Students whose teachers were part of the "loss" group gained "up to 10 percentile points and seven percentile points on average" in their test scores, says Sadoff.
"This is a very novel concept," List says about applying loss aversion psychology in a business context.
When asked why employers haven't experimented or implemented such a strategy to incentivize their employees, he says "I don't think they realize how important loss aversion is to people. I don't think businesses have a good handle on the power of this approach."
He does admit, however, that once they full understand this idea, many employers' gut reaction is that they could never take money away from their employees - even if they believe loss aversion has merit.
"Loss aversion has been well documented in lab studies and there are suggestions that it influences people's financial decision-making. So it has been found in a lot of areas, but it hasn't really been applied in the context of incentive pay. But we think it has a lot of potential there," says Sadoff.
List believes the concept could translate to a corporate setting to promote business goals and increase productivity, such as for employees in a sales division. In order to apply, though, he insists there be some observable metric, such as widget production or services sold, to measure employees' progress.
In a corporate setting, List still suggests having employees sign a contract, but recommends deducting the amount from payroll or future raises. He believes this would be just as powerful a loss for employees based on research he conducted at a Chinese manufacturing plant.
Based on weekly quotas for factory employees who produced GPS systems and laptop computers, the company either promised a bonus at the end of the week or offered a bonus with the threat of taking it away if goals were not met.
In this experiment, no money was given up front. Instead, List told the workers that the bonus was theirs, but if they didn't perform to expectations, they wouldn't receive that bonus at the end of the week.
"It was all about framing. There wasn't any physical gift of money; we just told them that they provisionally had it. That was powerful enough," says List.
"The workers that received the [offer of] money up front and were threatened to have it taken away produced anywhere from 1% to 5% more than the people who received a typical bonus. It was over a six month period; it had lasting productivity effects," List explains.

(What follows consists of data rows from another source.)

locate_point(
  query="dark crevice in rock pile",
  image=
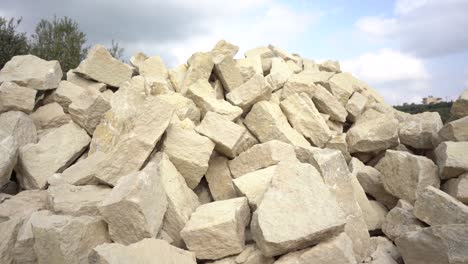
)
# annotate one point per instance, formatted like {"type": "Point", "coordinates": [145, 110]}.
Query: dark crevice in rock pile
{"type": "Point", "coordinates": [270, 158]}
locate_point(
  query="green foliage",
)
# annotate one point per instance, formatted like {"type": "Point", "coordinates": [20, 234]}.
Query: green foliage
{"type": "Point", "coordinates": [59, 39]}
{"type": "Point", "coordinates": [12, 43]}
{"type": "Point", "coordinates": [115, 50]}
{"type": "Point", "coordinates": [442, 108]}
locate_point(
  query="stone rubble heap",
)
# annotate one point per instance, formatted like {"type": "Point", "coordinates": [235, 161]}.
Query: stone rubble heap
{"type": "Point", "coordinates": [270, 158]}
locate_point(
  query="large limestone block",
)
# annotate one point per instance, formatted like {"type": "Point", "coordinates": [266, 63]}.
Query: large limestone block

Loss aversion could also engage workers to participate in wellness programs. Employers could use the premise to keep employees engaged in a weight loss program, for example, using an individual or team framework.
"There's some suggestive evidence that if you combine the concept of loss aversion with teams, it's even more effective. Especially in a corporate setting, you may not want to pit employees against each other, [but rather] tap into peer pressure and the productivity of teams," explains Sadoff.

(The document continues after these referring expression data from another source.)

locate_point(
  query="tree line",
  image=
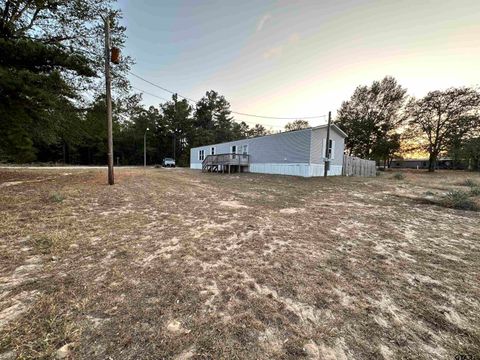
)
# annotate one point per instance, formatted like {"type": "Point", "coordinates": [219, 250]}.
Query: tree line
{"type": "Point", "coordinates": [383, 122]}
{"type": "Point", "coordinates": [52, 102]}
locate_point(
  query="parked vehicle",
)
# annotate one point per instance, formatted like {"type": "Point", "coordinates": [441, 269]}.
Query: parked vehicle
{"type": "Point", "coordinates": [168, 162]}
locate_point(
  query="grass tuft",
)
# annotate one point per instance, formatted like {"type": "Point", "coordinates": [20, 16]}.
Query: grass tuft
{"type": "Point", "coordinates": [475, 191]}
{"type": "Point", "coordinates": [470, 183]}
{"type": "Point", "coordinates": [56, 197]}
{"type": "Point", "coordinates": [43, 244]}
{"type": "Point", "coordinates": [458, 199]}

For some employees, the pressure of the very incentive could be too much.
"One reason why loss aversion works, probably, is because it carries with it a psychological burden. Teachers did not want to be in the loss group," says Sadoff. "I think they are very sensitive to this idea of having the money and not wanting to lose it, which is exactly what we're counting on."

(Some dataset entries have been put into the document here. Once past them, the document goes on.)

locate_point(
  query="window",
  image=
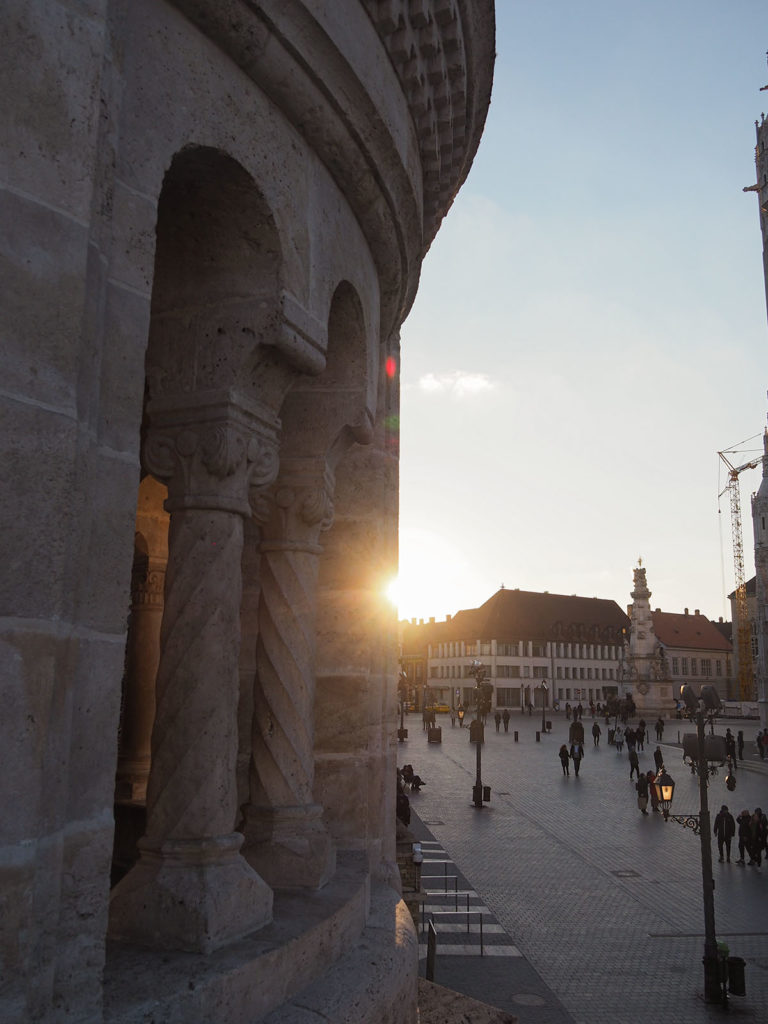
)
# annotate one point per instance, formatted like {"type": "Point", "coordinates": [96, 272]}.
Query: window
{"type": "Point", "coordinates": [508, 671]}
{"type": "Point", "coordinates": [507, 696]}
{"type": "Point", "coordinates": [508, 649]}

In fact, 69% of teachers reported they hadn't spent any of the money in March. Some even asked if they needed to deposit the check and said they would rather receive the money at the end of year if they had earned it.
"They put [the money] aside. I think that in their minds, this was a separate pot of money they didn't want to touch," explains Sadoff.
Sadoff explains loss aversion is effective because people are more sensitive to its implications and will therefore increase their productivity.
The question that remains unanswered is whether employee morale suffers and is worth the productive uptick.
In experiments with summer laborers on Midwest farms, List says that the workers in the group incentivized by loss aversion were less likely than those in other groups to return the following year."Some people may be averse to the incentive scheme and might leave the job. That's a potential pitfall you need to think carefully about," advises List.